Dustina, sitting between her mother and sister Willow, told city leaders the statue was a “wrong depiction of Sacajawea and of who she was,” but also a “wrong depiction of Indigenous women.” Her ancestor, she said, made possible the famed expedition of Lewis and Clark with her diplomacy and knowledge of the land, and her contribution should not be diminished.

“The first time I got to see the statue, it did bring shame,” Dustina told the councilors. “It was disturbing to me. It made me feel sadness and worthlessness, and that’s not how I was brought up.”

Rose Ann said while no one knows the “artist’s history and intent,” and the statue was made at a time of intolerance for and discrimination against Native Americans and people of color, they believed it was “time to put this statue where it belongs … in a place where we can inscribe that this depiction of a woman, and of Sacajawea, does not hold truth today.”

“We believe that no statue today should cause a citizen to hang their head in shame or cause a child to question their worth,” she said. “Let us for the sake of our children, our upcoming generation, show images of integrity, equity and tolerance in our public forums.”

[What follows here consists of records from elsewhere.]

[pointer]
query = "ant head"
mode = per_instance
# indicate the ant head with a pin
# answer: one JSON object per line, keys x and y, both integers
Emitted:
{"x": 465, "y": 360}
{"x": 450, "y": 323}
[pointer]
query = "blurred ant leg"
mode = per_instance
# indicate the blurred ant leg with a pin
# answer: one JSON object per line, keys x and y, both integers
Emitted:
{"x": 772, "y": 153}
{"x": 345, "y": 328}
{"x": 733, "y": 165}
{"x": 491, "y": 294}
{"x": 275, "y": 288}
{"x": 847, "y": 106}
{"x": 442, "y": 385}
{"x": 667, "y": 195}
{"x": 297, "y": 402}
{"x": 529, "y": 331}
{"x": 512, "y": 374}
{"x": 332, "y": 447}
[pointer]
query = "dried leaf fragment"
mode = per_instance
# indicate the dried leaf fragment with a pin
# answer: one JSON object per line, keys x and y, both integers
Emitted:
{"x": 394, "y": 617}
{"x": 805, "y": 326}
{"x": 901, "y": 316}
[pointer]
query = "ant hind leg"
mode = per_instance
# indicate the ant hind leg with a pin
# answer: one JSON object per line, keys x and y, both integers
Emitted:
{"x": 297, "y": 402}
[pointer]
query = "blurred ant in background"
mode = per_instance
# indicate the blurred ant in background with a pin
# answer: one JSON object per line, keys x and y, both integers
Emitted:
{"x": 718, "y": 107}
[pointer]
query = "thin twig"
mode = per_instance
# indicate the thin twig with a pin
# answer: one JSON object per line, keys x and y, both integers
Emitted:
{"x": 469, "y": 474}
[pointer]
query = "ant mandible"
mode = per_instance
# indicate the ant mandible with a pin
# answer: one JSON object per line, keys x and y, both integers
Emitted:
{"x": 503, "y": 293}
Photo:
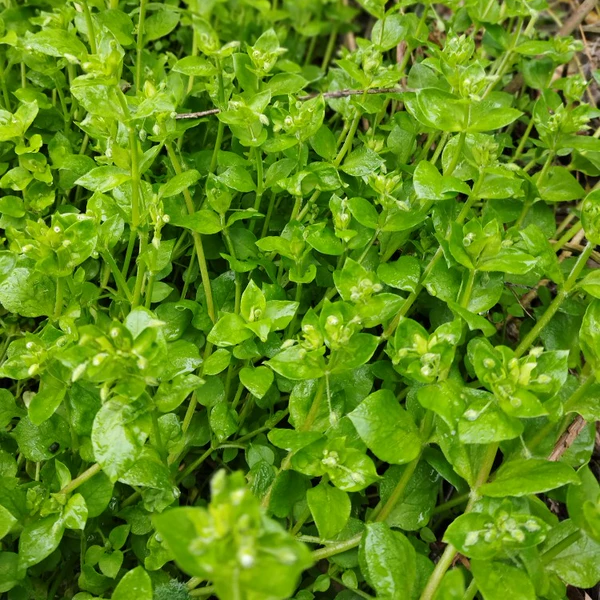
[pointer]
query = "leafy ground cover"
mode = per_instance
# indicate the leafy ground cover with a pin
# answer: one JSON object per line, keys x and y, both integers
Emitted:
{"x": 298, "y": 300}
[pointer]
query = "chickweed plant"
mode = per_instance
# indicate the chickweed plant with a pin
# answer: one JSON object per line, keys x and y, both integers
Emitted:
{"x": 298, "y": 299}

After a decade of work seeking the statue’s removal, and nearly two years following Rose Ann’s public meeting with Charlottesville officials, the Charlottesville City Council voted unanimously during a special meeting on July 10 to take down the statue. The memorial was evicted from its century-long post by afternoon the same day.

Rose Ann’s daughter Willow said of the statue’s removal in a written statement that she’s “grateful to have the likeness removed.”

“This is not revisionist history; this is truth telling,” Willow said. “This will hopefully create more restorative justice and return our humanity back to common decency and respect for one another as beings on this earth. This is a catalyst.”

Rose Ann said she’s proud of the work she and her family did to rid Charlottesville of what they considered an inaccurate and degrading portrayal of their ancestor and an historic female figure.

“We here in Idaho have great pride that (Sacajawea) is from our area,” she said. “We have great pride in the fact of her role in history, and her role as a woman and her recognition throughout the world, so we felt like we were protecting Idaho’s heroine.”

The statue is being stored at the Lewis and Clark Exploratory Center in Charlottesville. Its fate remains undecided, but Rose Ann said city officials have indicated they would consult her and her family in making future decisions about the statue.

A replacement statue is also under consideration, which Rose Ann said she would be happy to see, so long as the statue is an historically accurate depiction of Sacajawea, standing beside Lewis and Clark — “not crouching, not kneeling and not hiding.”

“There’s a time and a place. The right moment will come,” she said.